La France va-t-elle rater la vente de 34 rafales à la Belgique à cause d'une série de bourdes ?

La France va-t-elle rater la vente de 34 rafales à la Belgique à cause d'une série de bourdes ?
Illustration ; un avion Rafale exécute des acrobaties lors du Salon du Bourget en 2017, photo ©ERIC PIERMONT / AFP

Le ministère des Armées et Dassault aviation pourraient être éliminés d'un appel d'offre du gouvernement belge qui souhaite renouveler sa flotte d'avions de chasse. Mais la France se serait affranchie des règles pourtant fixées par la Belgique.

La France pourrait bien ne pas parvenir à vendre 34 avions de chasse Rafale à la Belgique en raison d'une série d'impairs. L'armée belge doit renouveler sa flotte vieillissante, une cinquantaine de chasseurs-bombardiers F-16 achetés en 1975 et a provisionné 3 milliards d'euros pour l'acquisition de nouveaux appareils, qui doivent être livrés à partir de 2023.
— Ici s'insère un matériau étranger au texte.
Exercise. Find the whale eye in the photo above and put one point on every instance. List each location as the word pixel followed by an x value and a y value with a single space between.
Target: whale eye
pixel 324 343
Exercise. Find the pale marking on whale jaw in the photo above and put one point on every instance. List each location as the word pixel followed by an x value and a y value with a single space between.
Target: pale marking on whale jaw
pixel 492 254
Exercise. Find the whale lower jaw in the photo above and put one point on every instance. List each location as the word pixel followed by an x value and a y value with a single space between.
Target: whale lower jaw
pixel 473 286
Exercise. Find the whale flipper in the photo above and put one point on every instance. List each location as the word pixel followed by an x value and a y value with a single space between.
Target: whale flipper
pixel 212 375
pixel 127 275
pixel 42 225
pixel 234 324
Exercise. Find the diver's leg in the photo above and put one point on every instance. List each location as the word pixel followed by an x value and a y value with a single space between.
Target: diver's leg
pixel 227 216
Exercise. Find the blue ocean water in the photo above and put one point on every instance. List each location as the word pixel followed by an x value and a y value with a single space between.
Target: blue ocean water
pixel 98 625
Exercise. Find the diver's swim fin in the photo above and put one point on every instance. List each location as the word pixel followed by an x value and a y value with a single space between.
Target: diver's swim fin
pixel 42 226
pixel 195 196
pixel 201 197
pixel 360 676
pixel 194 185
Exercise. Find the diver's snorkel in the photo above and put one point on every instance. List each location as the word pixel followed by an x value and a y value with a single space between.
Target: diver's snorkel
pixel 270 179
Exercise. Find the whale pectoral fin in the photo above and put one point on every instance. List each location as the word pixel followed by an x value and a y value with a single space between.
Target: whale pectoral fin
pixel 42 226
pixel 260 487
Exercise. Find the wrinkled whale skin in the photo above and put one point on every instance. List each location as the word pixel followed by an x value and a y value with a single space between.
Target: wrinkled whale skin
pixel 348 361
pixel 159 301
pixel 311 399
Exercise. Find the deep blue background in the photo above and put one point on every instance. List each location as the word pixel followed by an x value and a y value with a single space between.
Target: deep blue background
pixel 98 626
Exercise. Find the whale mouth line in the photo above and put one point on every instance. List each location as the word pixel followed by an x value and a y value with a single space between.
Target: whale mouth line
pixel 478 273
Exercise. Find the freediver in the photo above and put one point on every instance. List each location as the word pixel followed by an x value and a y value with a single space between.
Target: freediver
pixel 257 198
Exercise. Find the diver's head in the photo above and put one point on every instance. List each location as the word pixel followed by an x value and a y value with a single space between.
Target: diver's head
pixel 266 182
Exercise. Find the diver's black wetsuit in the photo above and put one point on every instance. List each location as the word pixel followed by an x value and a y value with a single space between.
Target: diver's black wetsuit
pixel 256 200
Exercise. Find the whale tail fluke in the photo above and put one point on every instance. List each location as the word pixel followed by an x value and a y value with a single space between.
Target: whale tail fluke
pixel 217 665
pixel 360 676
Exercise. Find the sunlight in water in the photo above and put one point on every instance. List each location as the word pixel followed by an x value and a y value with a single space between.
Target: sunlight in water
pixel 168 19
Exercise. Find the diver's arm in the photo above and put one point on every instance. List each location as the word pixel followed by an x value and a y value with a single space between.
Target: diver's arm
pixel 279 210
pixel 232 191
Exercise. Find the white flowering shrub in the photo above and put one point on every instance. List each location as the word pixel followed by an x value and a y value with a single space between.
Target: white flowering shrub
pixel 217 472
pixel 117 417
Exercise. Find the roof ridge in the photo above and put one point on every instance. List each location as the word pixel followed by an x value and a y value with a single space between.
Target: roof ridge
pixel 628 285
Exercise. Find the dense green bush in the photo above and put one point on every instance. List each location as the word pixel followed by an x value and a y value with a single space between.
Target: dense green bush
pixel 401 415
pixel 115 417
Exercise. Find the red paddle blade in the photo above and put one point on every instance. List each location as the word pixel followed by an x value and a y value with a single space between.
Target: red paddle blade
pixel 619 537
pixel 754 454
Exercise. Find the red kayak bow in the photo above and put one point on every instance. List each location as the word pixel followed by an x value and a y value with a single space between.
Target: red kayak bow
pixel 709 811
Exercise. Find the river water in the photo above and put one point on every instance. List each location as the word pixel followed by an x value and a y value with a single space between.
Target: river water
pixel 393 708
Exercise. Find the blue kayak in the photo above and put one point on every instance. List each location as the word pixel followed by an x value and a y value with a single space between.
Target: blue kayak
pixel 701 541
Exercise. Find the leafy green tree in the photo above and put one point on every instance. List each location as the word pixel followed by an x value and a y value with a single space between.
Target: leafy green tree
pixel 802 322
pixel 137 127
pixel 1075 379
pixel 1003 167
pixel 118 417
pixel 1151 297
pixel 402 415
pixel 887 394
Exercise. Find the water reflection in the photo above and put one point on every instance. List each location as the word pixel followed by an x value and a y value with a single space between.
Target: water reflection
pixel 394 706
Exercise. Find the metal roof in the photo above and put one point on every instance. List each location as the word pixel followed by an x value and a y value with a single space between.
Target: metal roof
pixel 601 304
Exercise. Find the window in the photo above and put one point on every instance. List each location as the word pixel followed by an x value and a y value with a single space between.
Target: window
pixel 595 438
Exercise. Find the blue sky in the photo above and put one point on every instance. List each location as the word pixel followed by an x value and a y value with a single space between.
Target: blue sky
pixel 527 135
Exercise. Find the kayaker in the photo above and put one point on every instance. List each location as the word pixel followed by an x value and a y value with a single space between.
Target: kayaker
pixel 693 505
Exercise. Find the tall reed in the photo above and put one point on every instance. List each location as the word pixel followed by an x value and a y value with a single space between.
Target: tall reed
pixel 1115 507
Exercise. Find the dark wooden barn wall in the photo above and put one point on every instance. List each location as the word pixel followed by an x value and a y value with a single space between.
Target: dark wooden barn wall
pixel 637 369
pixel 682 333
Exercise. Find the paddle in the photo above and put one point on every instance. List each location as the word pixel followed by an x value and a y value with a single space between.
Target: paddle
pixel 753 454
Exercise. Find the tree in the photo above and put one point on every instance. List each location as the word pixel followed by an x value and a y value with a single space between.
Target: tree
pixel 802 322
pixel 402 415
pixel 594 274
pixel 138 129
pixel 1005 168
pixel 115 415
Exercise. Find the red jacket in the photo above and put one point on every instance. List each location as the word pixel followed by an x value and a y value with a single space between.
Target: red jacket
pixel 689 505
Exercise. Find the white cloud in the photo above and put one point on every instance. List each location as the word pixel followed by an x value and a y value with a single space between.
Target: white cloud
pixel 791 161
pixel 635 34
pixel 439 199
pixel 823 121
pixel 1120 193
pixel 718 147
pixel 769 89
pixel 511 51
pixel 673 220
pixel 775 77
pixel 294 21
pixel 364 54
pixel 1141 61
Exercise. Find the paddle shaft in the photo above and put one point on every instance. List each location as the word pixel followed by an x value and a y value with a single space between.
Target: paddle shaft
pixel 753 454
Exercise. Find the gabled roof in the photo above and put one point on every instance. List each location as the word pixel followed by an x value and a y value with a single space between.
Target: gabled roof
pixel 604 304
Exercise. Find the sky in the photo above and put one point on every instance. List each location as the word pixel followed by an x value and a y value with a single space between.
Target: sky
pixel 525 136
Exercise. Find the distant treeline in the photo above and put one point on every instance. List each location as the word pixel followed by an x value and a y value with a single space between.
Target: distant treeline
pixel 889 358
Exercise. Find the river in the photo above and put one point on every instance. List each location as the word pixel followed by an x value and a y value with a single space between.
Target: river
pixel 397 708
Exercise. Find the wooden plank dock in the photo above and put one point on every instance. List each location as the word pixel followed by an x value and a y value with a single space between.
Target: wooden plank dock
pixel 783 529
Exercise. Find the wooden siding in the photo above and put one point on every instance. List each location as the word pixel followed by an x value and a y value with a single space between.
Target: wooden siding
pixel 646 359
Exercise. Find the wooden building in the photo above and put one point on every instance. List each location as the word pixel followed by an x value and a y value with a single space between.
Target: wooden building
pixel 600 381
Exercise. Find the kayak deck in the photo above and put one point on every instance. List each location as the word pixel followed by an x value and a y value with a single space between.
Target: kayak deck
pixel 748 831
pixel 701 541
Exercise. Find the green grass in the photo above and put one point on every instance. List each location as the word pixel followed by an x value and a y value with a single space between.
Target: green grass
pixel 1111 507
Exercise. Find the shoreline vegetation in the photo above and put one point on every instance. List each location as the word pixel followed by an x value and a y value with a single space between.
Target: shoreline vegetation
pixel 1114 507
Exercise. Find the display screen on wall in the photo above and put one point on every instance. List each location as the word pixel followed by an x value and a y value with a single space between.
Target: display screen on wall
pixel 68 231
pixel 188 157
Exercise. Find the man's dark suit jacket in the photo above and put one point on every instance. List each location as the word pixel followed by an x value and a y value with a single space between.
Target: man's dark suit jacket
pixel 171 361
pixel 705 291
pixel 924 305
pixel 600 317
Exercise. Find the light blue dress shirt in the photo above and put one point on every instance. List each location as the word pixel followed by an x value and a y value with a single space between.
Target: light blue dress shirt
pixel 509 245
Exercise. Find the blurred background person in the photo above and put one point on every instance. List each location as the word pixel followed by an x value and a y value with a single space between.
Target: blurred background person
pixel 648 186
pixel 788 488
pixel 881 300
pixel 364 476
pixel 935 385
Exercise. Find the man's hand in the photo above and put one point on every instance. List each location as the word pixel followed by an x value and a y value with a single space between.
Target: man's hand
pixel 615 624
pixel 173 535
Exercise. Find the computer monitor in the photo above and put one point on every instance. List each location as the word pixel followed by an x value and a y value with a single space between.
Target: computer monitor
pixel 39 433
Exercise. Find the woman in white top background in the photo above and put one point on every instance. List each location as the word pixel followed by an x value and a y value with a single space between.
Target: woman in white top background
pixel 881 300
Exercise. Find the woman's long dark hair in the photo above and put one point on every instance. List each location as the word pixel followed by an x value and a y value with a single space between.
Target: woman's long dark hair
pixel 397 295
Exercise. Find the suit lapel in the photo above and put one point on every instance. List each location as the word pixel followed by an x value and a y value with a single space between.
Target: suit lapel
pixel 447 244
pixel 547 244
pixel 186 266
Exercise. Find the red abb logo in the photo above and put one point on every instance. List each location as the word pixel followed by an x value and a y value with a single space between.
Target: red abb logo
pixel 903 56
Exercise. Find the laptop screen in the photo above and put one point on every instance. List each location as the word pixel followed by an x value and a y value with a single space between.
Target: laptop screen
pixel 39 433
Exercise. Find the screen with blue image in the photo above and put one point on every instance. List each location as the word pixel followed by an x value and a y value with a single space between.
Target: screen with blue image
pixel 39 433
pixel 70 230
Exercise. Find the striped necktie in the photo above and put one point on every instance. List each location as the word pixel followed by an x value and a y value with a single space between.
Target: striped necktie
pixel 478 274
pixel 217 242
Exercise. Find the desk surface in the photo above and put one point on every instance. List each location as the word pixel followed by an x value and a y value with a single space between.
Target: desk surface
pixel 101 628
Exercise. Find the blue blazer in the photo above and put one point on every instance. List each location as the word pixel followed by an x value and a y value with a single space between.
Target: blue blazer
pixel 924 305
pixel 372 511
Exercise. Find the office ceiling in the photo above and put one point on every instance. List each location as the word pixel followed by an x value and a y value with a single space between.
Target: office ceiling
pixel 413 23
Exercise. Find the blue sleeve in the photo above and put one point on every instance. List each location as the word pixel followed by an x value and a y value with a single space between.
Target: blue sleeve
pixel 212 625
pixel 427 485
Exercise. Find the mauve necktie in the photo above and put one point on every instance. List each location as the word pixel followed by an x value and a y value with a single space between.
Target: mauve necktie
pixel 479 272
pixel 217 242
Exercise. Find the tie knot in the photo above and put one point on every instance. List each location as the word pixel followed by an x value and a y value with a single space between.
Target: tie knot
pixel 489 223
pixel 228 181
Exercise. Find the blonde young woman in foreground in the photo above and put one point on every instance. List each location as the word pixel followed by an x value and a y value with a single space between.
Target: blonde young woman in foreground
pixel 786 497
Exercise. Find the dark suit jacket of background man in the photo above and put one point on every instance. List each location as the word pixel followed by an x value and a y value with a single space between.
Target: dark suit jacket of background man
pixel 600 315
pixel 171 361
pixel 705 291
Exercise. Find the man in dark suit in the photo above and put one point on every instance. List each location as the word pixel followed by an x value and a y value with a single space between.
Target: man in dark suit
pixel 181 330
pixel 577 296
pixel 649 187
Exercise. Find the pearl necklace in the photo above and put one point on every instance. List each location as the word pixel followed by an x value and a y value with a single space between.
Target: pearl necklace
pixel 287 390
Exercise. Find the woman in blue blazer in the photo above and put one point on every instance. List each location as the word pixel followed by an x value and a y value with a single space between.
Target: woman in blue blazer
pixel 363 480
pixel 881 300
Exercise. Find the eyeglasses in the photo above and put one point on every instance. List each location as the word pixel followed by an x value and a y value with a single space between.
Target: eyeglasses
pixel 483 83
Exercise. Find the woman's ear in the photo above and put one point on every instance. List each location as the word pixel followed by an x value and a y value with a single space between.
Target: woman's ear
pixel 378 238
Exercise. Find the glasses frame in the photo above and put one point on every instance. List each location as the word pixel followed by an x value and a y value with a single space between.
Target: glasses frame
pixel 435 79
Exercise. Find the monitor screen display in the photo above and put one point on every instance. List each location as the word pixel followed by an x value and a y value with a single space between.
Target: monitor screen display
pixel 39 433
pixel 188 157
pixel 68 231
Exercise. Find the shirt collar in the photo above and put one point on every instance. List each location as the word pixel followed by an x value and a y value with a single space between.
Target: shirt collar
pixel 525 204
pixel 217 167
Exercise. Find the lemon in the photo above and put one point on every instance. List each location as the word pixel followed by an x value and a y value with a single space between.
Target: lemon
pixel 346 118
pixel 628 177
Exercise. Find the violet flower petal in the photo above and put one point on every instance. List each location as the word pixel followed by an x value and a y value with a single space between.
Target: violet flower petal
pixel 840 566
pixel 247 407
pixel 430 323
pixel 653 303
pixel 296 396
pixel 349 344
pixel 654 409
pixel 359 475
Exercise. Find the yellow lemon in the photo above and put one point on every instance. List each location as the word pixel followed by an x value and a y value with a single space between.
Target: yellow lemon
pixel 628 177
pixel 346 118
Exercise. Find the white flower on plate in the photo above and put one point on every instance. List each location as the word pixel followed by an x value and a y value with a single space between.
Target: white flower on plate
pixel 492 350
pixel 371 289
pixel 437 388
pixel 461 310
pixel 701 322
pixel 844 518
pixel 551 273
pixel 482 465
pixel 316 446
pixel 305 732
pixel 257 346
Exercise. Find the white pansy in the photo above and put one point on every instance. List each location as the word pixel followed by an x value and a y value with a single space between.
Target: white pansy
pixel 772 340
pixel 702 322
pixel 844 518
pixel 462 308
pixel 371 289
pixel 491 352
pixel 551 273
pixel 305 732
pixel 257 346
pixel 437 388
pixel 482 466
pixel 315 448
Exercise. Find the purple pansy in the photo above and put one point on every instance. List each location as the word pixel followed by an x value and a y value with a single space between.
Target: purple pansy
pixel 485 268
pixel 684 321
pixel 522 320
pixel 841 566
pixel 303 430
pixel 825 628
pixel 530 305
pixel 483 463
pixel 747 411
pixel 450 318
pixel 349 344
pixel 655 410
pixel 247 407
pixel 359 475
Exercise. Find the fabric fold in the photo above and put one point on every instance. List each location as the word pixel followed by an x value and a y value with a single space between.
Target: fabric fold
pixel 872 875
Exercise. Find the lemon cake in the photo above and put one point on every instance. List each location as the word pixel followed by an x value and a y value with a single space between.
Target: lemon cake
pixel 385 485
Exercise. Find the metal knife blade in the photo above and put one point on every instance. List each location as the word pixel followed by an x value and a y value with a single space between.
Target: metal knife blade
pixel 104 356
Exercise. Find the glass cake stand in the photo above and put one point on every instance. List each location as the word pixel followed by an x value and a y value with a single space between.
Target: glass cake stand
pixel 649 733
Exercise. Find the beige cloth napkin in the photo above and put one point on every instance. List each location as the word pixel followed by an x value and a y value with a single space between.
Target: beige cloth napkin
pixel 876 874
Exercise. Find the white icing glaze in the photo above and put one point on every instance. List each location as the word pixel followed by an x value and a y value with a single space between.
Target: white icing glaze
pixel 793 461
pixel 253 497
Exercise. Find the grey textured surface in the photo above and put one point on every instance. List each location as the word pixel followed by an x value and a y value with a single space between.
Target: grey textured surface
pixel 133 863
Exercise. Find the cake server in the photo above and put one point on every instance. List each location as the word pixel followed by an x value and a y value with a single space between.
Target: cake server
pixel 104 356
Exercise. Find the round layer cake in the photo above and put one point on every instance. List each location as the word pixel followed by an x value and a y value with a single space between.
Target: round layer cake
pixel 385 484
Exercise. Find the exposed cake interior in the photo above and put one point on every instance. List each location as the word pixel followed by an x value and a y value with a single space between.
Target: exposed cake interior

S'exprimant sur le dossier ce 4 octobre 2017, le ministre belge de la Défense, Steven Vandeput, a critiqué la candidature de la France. D'après lui, la Belgique s'exposerait à des «poursuites judiciaires» en prenant en compte l'offre française de lui vendre ses Rafale. Celle-ci ayant été formulée hors du cadre de l'appel d'offres lancé par le gouvernement belge, elle contreviendrait selon ce dernier, aux «principes de transparence, d'égalité de traitement et de non discrimination» des traités de l'UE.

La France joue en solo ?

Les chances de Dassault Aviation s'amenuisent donc face à ses concurrents, l'américain Lockheed et Eurofighter, soutenu par les britanniques. Sous le patronage du ministre des Armées, Florence Parly, la France ne se serait pas pliée aux règles fixées par le gouvernement belge, en proposant un «partenariat approfondi» avec la Belgique (hors du cadre de l'appel d'offres), sous la forme d'une alliance militaire et industrielle, d'après le quotidien Les Echos.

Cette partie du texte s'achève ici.